Releasing an Independent Record: The 1994 Version

For $3 at a library book sale I picked up a copy of Releasing an Independent Record, revised 4th edition, by Gary Hustwit, published in 1994 by Rockpress Publishing Co. The short review is: Times have changed.

Gary’s advice is that if you want to get your music out, don’t go to one of the existing labels. Start your own. In 1993, that was pretty radical even though it required you to emulate the major labels’ processes, albeit starting from scratch and with no budget. So,the bulk of Gary’s manual is a directory of the services you’ll need to hire. He assumes you’ve already got a tape of your music. So, now you need to find a tape duplication house. You also need to get the paperwork done to set up your label’s bank account, and don’t forget the rubber stamp: “Depending on what formats you release, you’ll need a ton of different sized envelopes, and stamping the return address is easier than having them printed or writing it by hand.”

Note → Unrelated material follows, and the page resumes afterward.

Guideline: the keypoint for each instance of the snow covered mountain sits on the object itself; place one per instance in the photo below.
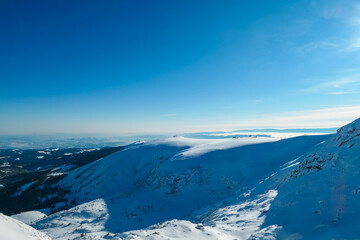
(248, 188)
(149, 183)
(11, 229)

There are also handy, multi-page lists of the press to contact and the local radio stations (remember them?) to flog your songs to. And booking agents and promoters. And record labels so you can “See if your label name is already taken.” Oh, and you might want to check “if they’re interested in licensing your record.”

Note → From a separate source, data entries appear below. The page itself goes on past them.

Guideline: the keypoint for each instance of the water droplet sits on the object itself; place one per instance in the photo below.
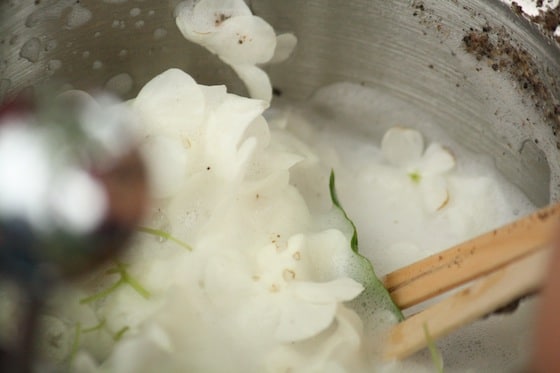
(78, 16)
(50, 45)
(4, 86)
(30, 50)
(14, 39)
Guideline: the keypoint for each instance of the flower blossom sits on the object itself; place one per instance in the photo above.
(404, 148)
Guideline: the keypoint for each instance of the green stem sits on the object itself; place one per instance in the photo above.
(94, 328)
(75, 342)
(434, 352)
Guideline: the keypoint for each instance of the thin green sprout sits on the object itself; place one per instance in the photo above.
(165, 235)
(434, 352)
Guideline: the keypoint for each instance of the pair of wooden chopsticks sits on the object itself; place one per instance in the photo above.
(503, 265)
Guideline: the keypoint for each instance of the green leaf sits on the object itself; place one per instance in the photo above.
(375, 297)
(125, 279)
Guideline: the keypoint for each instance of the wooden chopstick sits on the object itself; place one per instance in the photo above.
(465, 262)
(511, 261)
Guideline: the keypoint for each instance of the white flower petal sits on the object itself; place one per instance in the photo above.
(214, 96)
(256, 80)
(243, 40)
(436, 160)
(338, 290)
(435, 192)
(402, 146)
(285, 45)
(166, 161)
(301, 320)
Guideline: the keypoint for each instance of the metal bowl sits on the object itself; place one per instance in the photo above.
(484, 73)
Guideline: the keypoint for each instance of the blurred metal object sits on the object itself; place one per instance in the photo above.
(413, 50)
(72, 191)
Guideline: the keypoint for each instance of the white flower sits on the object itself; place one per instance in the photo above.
(404, 148)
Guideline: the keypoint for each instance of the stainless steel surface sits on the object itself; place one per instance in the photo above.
(410, 49)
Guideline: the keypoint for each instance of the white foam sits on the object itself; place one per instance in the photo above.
(31, 49)
(120, 84)
(393, 231)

A quick google reveals that Gary is now a director of documentaries. I saw and liked Helvetica, and Objectified is on my Netflix list.

 


On the last page, there’s an ad for Rockpress’ other four books. My favorite is Hell on Wheels, by Greg Jacobs:

A compilation of tour stories from 40 bands, including ALL, aMINIATURE, Babes in Toyland, Big Drill Car, Buck Pets, Buffalo Tom, Butthole Surfers, Cadillac Tramps, Chune, Circle Jerks, Coffin Break, The Cult, Descendents, Doughboys, The Dwarves, Ethyl Meatplow, fIREHOSE, The Germs, God Machine, Kill Sybil, King Missile, L7, Luscious Jackson, Mary’s Danish, Melvins, Minutemen, Naked Raygun, Overwhelming Colorfast, Popdefect, Rockets from the Crypt, Screaming Sirens, Skin Yard, Superchunk, Supersuckers, Surgery, UK Subs, and X.

I recognize a couple —it’s not my demographic, people — but that list’s got a bit of Key and Peele about it, don’t you think?